What happened last week was both horrific and frustrating and one’s immediate reaction is to want to do something—avoid crowded places, take up arms, call 9-1-1 to report every black-clad figure, maybe even (gasp!) change our gun laws. It’s discomforting and unsatisfying to admit that any wacko who wants to walk into a cinema and start shooting people is going to find ample opportunity to do just that.
The basic job of the police is to protect and serve, but however much they want to, protecting us from such occurrences is not within their powers. Deputy Chief Richard Luna admits as much in the department’s announcement: “[W]e are always concerned a violent act of this scale could occur at a place where the public gathers,” he says. “We hope a tragedy like this never takes place in our community, but we continuously train and are prepared to respond should this type of situation ever arise.”
Respond. Because this is all the police can do to such a terrible act, it’s probably not in the city’s best interests for the LBPD to deploy its too-limited resources as if the truth is otherwise, no matter how good the shift feels on the surface. Especially when those resources might be used to mitigate the less dramatic but far more common dangers that kill exponentially more people.
Let us imagine that 2012 is a record year for mass murders at movie theaters in the United States, that from now through the end of the year there are 20 copycat crimes, with each attack leaving 50 people dead. With 1,000 souls lost, police forces all over the country would mobilize to do something, anything in the attempt to stop the carnage.
Funny thing is, 1,000 deaths per year is estimated to be no more than 50 percent—and perhaps as little at 12 percent, depending on the study—of the number of fatalities resulting each year from texting while driving.
The point here is not to lambast the police for taking too little interest in preventing these thousands of deaths per year—our lawmakers are far more blameworthy for not imposing sufficiently stringent deterrents to such murderously negligent behavior—but simply to frame the Thin Blue Line’s focus in pragmatic terms.

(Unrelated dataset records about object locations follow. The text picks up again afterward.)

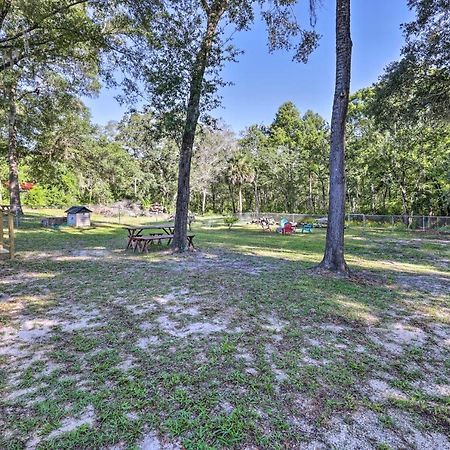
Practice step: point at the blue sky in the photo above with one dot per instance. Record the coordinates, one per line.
(263, 81)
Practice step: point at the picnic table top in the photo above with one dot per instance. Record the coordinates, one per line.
(150, 227)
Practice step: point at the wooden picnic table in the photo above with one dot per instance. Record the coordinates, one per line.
(138, 231)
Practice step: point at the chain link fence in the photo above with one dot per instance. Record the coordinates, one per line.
(401, 222)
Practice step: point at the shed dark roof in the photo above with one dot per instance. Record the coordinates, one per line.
(77, 210)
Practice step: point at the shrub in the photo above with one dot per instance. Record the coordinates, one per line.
(36, 198)
(229, 221)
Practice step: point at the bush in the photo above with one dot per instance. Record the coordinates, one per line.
(36, 198)
(230, 221)
(40, 197)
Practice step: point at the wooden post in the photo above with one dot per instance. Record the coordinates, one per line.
(11, 235)
(1, 229)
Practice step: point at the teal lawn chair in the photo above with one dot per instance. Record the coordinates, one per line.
(307, 228)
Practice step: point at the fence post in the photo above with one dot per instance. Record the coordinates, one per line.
(1, 229)
(11, 235)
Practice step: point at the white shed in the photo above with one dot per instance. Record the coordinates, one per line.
(79, 217)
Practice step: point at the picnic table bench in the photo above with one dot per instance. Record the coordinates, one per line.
(157, 234)
(141, 243)
(159, 229)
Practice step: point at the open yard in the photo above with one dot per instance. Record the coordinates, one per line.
(237, 345)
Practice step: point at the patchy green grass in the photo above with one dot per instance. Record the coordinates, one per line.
(237, 345)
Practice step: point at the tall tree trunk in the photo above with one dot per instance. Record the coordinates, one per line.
(257, 204)
(333, 259)
(240, 199)
(310, 199)
(233, 204)
(13, 157)
(180, 243)
(204, 202)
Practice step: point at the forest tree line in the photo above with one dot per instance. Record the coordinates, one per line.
(53, 53)
(391, 168)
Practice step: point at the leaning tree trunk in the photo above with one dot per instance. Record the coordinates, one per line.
(333, 259)
(13, 157)
(180, 243)
(241, 202)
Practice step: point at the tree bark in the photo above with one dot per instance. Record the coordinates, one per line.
(180, 243)
(333, 259)
(204, 202)
(257, 204)
(240, 199)
(13, 157)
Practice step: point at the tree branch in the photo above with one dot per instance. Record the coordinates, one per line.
(205, 6)
(39, 25)
(4, 11)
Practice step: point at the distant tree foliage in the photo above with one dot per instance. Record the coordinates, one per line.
(418, 86)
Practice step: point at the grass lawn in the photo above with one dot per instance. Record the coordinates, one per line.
(236, 345)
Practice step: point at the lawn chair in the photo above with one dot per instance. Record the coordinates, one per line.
(288, 229)
(307, 228)
(265, 223)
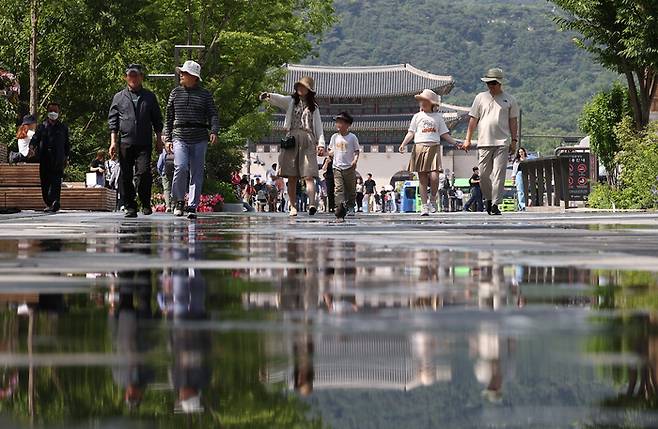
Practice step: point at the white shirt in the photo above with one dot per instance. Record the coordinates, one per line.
(428, 128)
(493, 114)
(24, 144)
(345, 148)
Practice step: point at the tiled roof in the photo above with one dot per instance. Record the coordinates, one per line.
(374, 81)
(400, 122)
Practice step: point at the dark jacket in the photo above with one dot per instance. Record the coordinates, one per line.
(135, 126)
(190, 113)
(51, 142)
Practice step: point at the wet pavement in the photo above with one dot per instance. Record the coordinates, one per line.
(456, 321)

Policing is a zero-sum game. Every resource put into play at X is a resource that cannot be used at Y. More focus at cinemas means less focus somewhere else. At least if providing additional patrols at and around theaters were a realistic prophylactic against copycat crimes, there might be some value in the shift of resources. But it’s not. And considering the nearly certain reality that somewhere in the neighborhood of 300 times fewer people will die in 2012 from theater shootings than from texting while driving—a constant practice on the streets of Long Beach—the public might be better protected and served were the LBPD to use those additional patrols to minimize the omnipresent and more destructive danger than the headline-grabbing nightmare that, like most nightmares, is extremely unlikely to manifest.
Often enough, staying the pragmatic course will run counter to the reflexive response one may have to a dramatic occurrence. The LBPD is undoubtedly well intended in its current redeployment of resources, but let us hope the redeployment is short-lived, because the department has too few resources to combat the dangerous criminal activity occurring daily in our city (texting while driving being one example among many), even without diverting any in the direction of an extremely unlikely crime that they are powerless to prevent.